Pioverà e la vicina non sbatterà il tappeto e nessun altro s’inserirà e c’è il serissimo rischio quelle convinzioni di verità incontestabile allora, al risuonare sole, prendano un tono ed un andante troppo estasiante.
Troppo sognante.
Troppo.
Troppo da poter eventualmente anche perfino fregarmi ed è un rischio che non voglio mi sfiori.
Se voglio restare a modo mio è senz’altro in quanto ci sono già fin troppe persone che si fanno travolgere da loro e dalla loro perspicacia.
Meglio mantenere gli equilibri disegnati dal disegno.
Meglio preservare le proporzioni centripete.
Meglio un profilo meno pontificio.
Meglio anche se ovviamente è amaro rinunciare.
Fortuna.
Fortuna almeno non mi tocca soffrire.
Fortuna anzi della scelta c’è spesso da compiacersi e gioire al…
Al rimirar le goffe ed arrangiate esistenze di chi s’ostina a credere che il ritmo lo dia il metronomo e non l’ambiente.
Piaccia o meno è quello il ritmo naturale.
Quello prodotto dall’a sua volta vita che per forza di cose interagisce con noi.
E non è più quello originale.
L’abbiamo stravolto ed ora paghiamo dazio.

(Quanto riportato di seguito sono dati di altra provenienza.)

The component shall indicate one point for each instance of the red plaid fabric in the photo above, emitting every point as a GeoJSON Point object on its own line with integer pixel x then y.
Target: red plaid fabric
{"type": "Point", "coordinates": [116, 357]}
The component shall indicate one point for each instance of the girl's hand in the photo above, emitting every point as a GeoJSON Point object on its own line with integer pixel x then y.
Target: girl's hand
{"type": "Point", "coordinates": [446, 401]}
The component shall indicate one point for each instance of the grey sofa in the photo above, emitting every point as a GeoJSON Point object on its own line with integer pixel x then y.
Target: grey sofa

La maggioranza delle nostre menti sforna mostri non idee.
E la maggioranza di convinzioni è convinta non lo siano però… però ora è lo stesso troppo ingenuo accusare l’inventore del tappeto d’imperizia e noncuranza.
Ovvio, a suo tempo e prima di brevettarlo, lui considerò unicamente gl’indotti buoni della sua idea ed il fatto di non ricevere rimbrotti dalla moglie per il pavimento infangato l’aveva stimolato stimolato, ma noi da lui un assoluto niente abbiamo imparato se non l’accettare con inerzia l’altre facce delle medaglie e di conseguenza…
Di conseguenza, in primis in ognuno, il vivere pure l’indotto delle nostre idee non è considerato disgrazia evitabile, ma imponderabile fatalità al che all’oggi…
All’oggi la vita è ridotta a qualche bella canzone nella colonna sonora dell’inferno.
A qualche bella canzone nella colonna sonora dell’inferno.